Require Token Authorization: Set from the Command Line

When transfer users or groups are configured to require token authorization, only transfers initiated with a valid token (transfer token, basic token, or bearer token) are allowed to transfer to or from the server. Token authorization can be set independently for incoming transfers and outgoing transfers.

1. Choose or create the transfer user on the server.
   The user should not have a password. If the system does not allow this, create a very large password.
2. Set the IBM Aspera Connect public SSH key as an authorized key for the transfer user and ensure that they own the file.
   1. Create the .ssh directory in the user's home folder.

      # mkdir /home/aspera_user_1/.ssh/

   2. Copy the Connect public SSH key into .ssh and rename it authorized_keys (or append the public key to authorized_keys if the file already exists).

      # cp /opt/aspera/var/aspera_tokenauth_id_rsa.pub /home/aspera_user_1/.ssh/authorized_keys

   3. Ensure that .ssh and .ssh/authorized_keys are owned by the user.

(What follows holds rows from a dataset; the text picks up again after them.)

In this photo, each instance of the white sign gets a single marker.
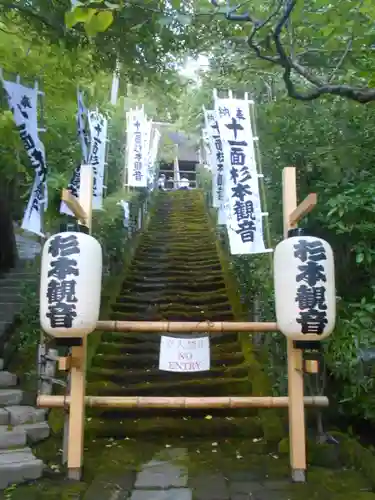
(244, 214)
(184, 354)
(98, 133)
(137, 156)
(217, 164)
(23, 102)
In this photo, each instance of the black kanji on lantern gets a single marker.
(244, 210)
(63, 267)
(310, 298)
(61, 288)
(240, 191)
(312, 321)
(311, 273)
(234, 174)
(25, 102)
(64, 246)
(61, 315)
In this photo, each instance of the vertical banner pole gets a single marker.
(297, 433)
(78, 370)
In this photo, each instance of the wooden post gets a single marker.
(297, 433)
(78, 369)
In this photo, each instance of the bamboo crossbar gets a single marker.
(303, 209)
(185, 326)
(74, 205)
(44, 401)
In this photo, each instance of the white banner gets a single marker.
(152, 158)
(98, 133)
(137, 164)
(244, 215)
(23, 102)
(217, 164)
(184, 354)
(82, 127)
(125, 206)
(84, 139)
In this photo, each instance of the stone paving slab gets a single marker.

      # chown -R aspera_user_1:aspera_user_1 /home/aspera_user_1/.ssh
      # chmod 600 /home/aspera_user_1/.ssh/authorized_keys
      # chmod 700 /home/aspera_user_1
      
      # chmod 700 /home/aspera_user_1/.ssh

3. To require token authorization for uploads and downloads, and to set the token encryption key, run the following command:

   # asconfigurator -x "set_user_data;user_name,aspera_user_1;authorization_transfer_in_value,token;authorization_transfer_out_value,token;token_encryption_key,key"

   Aspera recommends that the key be a random string of at least 20 characters. This command creates the following text in aspera.conf:

   <user>
       <name>aspera_user_1</name>
       <authorization>
           <transfer>
               <in>
                   <value>token</value>
               </in>
               <out>
                   <value>token</value>
               </out>
           </transfer>
           <token>
               <encryption_key>gj5o930t78m34ejme9dx</encryption_key>
           </token>
       </authorization>
       <file_system>
             ...
             ...  
       </file_system>
   </user>

   You can also configure token-authorization settings in a <group> section to be applied to all users in the group or in the <default> section to apply them globally for all users. For instructions on how to run asconfigurator commands to do so, as well as to view other token configuration options, see User, Group and Default Configurations.